Of course there are still hermits. Some are even on the Web!

That Other Jean said...

There may no longer be monasteries housing both monks and nuns, but both the Irish and the Anglo-Saxons had them. St. Brigid of Kildare was Abbess of the most famous joint house, if I remember correctly.

Anonymous said...

Monastics support themselves with various businesses ... my favorites are the Trappistine nuns who make killer caramel candy http://www.monasterycandy.com/Catalog_&_Store
and the Dominican nuns who make soaps and lotions http://summitdominicans.3dcartstores.com/
Yes, I'm trying to drum up support for these wonderful women who make such fabulous products that I love and they pray all day too! Oh, and don't forget the Camelite monks who make the amazing coffee http://www.mysticmonkcoffee.com/store/storefront.php

Apiarist said...

The Mystic Monk coffee is most excellent,I order from them frequently.

Natalia said...

I bought my Christmas cake from the Benedictine Trappists in WV. They also make the most wonderful chocolates which I purchased in bulk and gave them as pressies....https://www.virginiatrappists.org/history/holy-cross-abbey/
In fact, if we compiled a list of all the abbeys/monasteries which sell things, we could then buy their goodies for birthdays and some such......

Anonymous said...

Yes, there were joint houses in the middle ages, but they did keep themselves separated for most things.

Anonymous said...

The reason they all make (or do) something is in order to support themselves.
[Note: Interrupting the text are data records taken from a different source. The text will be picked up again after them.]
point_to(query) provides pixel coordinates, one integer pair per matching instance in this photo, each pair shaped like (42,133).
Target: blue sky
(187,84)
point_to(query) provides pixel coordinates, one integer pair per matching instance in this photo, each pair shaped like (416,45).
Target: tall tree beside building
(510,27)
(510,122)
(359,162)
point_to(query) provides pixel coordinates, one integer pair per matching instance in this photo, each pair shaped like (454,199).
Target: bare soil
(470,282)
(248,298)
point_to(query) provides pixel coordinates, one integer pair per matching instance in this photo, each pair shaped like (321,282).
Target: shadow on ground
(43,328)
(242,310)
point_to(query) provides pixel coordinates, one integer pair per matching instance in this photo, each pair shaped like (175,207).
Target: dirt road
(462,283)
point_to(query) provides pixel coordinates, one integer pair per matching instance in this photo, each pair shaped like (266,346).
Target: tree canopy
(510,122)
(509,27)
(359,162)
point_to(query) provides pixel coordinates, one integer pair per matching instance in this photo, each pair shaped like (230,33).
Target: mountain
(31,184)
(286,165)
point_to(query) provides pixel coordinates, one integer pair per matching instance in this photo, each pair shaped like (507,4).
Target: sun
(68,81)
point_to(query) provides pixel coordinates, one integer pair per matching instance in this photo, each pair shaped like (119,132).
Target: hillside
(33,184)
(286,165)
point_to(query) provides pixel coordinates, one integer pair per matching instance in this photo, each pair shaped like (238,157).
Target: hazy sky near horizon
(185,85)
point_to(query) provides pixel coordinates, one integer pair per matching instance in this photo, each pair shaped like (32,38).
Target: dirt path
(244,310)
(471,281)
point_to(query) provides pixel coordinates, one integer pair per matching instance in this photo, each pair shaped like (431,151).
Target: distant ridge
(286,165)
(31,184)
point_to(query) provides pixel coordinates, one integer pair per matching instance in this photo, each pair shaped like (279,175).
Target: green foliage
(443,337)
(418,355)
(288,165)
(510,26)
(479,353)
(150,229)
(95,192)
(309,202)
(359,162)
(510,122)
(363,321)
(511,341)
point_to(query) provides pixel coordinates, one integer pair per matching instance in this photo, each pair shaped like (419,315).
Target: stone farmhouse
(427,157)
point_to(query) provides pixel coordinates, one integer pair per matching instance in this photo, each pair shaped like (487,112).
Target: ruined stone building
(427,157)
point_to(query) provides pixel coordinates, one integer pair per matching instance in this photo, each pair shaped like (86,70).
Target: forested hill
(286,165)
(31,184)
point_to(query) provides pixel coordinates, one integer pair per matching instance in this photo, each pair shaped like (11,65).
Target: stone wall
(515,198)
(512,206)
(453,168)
Many, many people (in my experience, this includes most of your average Catholics) think that the CHURCH supports all these groups. Au contraire, the church will not approve of the rule (i.e., "rubber stamp" the rule, thereby giving it canonical status) unless they can show that they are SELF-SUSTAINING. For those "out in the world," your typical teaching, nursing, and various other Catholic ministeries come with a pay check and health benefits (in the USA, at least). For those still walled up in the monastery, mail-order works well. Some sell candies, soaps, or air time on TV. Now that's a nice job, if you can get it!

Anonymous said...

@Arkanabar - Yes, there are still hermits, and there are (believe it or not) people who pretend to be hermits! We have a woman in our diocese calling herself a hermit (and she does have a website!) but when I called the pastoral center to verify her claim, I found out she is neither a hermit, nor does she have any canonical status. Apparently, she has gone from diocese to diocese, parish to parish, telling how mistreated she has been (at the previous parish) because "Father So-and-so just doesn't understand my calling." We are trying to get professional help for her. Long story short, don't belive everything you see on the web. I know you don't, but many people follow this blog.

Anonymous said...

Monastery Gifts is a good clearinghouse for the products. They do include some non Roman Catholic monastics, just so you know. I mean, Orthodox and Anglican Brethren. Did you know that the monks featured in Into Great Silence make chartreuse liquor? Anyone ever tried it? May I put in a plug for The Heralds of the Gospel, who publish a cool magazine?